This project attempts to find out the Popularity and Sentiment Associated with each presidential candidate .
It generates two plots :
- The first plot shows which candidate is being discussed most on Twitter to what extent
- The second plot shows a score that shows the sentiment towards the canidate. Positive score shows positive sentiment Negative score shows negative sentiment. 0 is considered neutral.
We need to get the twitter stream to run the scripts. To get twitter stream:
$ python twitterstream.py > trump_bernie_2016.txt python frequency.py AFINN-111.txt trump_bernie_2016.txt
Fig 1: Most discussed candidate: Data represented as % of total mentions across all presidential candidates.

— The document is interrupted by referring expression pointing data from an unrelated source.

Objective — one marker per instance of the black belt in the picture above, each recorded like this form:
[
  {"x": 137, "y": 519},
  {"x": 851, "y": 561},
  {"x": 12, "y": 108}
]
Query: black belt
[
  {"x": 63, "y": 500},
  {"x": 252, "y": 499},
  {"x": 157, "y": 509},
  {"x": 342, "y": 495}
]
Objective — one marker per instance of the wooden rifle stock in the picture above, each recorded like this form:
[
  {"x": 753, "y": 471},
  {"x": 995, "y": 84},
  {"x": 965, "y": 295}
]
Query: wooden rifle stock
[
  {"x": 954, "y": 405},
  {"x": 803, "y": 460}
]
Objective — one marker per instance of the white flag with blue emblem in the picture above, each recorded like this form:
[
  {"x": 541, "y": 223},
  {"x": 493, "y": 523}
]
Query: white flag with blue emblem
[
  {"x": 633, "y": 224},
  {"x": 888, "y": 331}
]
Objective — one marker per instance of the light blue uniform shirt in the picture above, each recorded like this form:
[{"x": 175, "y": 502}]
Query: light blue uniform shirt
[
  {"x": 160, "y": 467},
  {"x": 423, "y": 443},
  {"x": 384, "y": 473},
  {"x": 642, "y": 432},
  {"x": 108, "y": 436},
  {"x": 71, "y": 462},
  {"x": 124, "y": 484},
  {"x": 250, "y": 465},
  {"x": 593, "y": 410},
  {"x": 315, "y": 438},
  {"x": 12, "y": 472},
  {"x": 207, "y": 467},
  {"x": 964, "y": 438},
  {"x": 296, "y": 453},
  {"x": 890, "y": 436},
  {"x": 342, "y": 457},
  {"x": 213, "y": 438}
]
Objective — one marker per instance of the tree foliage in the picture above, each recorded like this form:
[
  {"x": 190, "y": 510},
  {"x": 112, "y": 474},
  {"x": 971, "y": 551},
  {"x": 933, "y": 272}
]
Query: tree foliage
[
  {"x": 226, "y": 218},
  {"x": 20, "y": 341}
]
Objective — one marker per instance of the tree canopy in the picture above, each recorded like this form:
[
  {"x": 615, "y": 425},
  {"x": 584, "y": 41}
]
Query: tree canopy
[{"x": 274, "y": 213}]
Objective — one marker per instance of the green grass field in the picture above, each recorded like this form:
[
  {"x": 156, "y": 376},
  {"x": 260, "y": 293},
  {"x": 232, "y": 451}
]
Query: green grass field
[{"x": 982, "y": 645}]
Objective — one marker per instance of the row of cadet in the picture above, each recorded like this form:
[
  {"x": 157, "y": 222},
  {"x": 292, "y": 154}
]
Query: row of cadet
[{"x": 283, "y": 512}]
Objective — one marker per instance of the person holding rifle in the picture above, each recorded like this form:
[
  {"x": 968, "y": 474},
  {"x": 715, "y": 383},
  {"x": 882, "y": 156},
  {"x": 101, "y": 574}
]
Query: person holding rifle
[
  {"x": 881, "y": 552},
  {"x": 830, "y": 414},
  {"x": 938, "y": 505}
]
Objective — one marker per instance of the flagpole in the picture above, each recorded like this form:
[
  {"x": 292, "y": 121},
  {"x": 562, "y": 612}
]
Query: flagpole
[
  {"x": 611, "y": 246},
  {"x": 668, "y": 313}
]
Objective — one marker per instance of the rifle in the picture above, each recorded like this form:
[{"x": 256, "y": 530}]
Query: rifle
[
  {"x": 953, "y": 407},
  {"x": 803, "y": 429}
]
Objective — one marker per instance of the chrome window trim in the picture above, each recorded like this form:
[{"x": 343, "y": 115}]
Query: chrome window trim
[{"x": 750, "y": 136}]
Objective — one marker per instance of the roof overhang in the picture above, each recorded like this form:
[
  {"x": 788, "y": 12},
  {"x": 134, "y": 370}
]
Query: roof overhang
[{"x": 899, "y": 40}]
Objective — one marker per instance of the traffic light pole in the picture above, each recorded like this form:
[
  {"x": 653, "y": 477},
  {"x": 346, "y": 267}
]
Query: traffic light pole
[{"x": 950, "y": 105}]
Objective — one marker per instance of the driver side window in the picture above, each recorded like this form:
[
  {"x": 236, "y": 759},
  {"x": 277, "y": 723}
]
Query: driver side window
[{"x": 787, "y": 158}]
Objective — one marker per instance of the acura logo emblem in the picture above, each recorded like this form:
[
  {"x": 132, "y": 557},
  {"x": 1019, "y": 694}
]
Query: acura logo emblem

Fig 2: Most popular candidate: Data represented as sum of sentiment scores associated in words of tweet containing candidates' name
-
The first figure shows that on Feb 2016 (during time of data stream collection), at least on Twittersphere, Bernie Sanders was most popular followed by Donald Trump and Hillary Clinton.
-
The second figure shows the sentiment associated with each of the presidential candidates. Bernie Sanders again took the crown followed by Hillary Clinton and Donald Trump.
This data is telling because it did show a good amount of popularity of Donald Trump in social media (before Iowa caususes) when most news outlets (both conservative-leaning and liberal-leaning) sources did not take Trump as a serious contender and the general perception was that Jeb Bush is going to win the primaries.
As a self critique, there is no baseline score of sentiment and the data may have been colored due to primary debates being aired at the time. Also larger sample size would have been nice.